Lorsque la religion est envisagée non plus sous l’angle des modes de pensée et des discours mais sous l’angle de la pratique, c’est bien souvent le rituel qui vient à l’esprit comme registre privilégié de l’activité religieuse. Pourtant, il n’est pas difficile de montrer que rituel et pratique religieuse ne se recouvrent en fait que partiellement, dans la mesure où il existe des formes de pratique religieuse qui ne relève pas du rite, et réciproquement des rites qui ne sont pas religieux à proprement parler.

Ainsi, la pratique chrétienne de la charité, ou la pratique musulmane de l’aumône, peuvent-elles être considérées comme des pratiques religieuses lorsqu’elles sont mises en oeuvre par des chrétiens ou des musulmans dans un souci de fidélité aux normes religieuses qui sont les leurs. Ce sont là alors en effet des pratiques inspirées par un ethos qui, sans être rituelles, n’en sont pas moins religieuses.

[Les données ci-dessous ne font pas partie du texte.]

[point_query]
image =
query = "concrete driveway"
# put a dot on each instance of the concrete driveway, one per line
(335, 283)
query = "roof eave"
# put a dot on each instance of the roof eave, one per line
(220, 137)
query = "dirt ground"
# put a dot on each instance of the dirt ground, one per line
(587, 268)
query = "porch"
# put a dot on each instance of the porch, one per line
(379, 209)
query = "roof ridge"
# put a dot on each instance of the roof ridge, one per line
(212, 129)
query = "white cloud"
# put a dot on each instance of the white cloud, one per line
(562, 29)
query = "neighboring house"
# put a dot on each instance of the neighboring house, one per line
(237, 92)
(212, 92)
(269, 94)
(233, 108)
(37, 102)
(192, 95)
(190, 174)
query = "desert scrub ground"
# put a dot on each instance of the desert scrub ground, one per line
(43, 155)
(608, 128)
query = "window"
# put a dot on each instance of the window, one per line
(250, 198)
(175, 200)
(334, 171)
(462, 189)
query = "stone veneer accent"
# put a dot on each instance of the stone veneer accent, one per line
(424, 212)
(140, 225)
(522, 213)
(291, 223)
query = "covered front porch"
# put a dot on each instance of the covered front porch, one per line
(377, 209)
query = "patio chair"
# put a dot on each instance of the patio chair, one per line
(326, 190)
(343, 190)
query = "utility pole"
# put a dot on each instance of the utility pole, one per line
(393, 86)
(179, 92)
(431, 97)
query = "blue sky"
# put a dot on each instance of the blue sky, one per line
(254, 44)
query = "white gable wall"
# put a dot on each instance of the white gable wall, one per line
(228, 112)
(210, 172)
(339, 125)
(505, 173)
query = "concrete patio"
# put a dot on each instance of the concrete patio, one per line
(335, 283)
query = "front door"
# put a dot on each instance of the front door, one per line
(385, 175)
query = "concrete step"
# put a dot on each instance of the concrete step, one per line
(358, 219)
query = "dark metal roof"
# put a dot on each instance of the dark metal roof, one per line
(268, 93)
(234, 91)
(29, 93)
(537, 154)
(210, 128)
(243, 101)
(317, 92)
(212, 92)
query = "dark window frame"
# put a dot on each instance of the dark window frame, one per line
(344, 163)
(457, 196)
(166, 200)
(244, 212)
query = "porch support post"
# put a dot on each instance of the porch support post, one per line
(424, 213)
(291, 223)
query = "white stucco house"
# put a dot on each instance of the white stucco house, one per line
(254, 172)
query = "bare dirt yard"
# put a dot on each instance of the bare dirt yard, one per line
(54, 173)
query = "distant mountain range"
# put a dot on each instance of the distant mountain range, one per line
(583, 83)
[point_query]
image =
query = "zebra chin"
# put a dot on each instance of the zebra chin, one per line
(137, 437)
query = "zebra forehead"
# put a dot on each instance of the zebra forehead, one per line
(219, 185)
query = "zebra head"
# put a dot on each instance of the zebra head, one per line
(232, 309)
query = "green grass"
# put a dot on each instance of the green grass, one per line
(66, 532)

Réciproquement, il est des actes que l’on peut qualifier de rituels sans qu’ils soient religieux. Historiquement, c’est d’abord à travers l’anthropologie de la religion que la question du rite s’est trouvée posée en anthropologie, et c’est incontestablement sur le terrain religieux qu’elle a connu ses problématisations les plus significatives.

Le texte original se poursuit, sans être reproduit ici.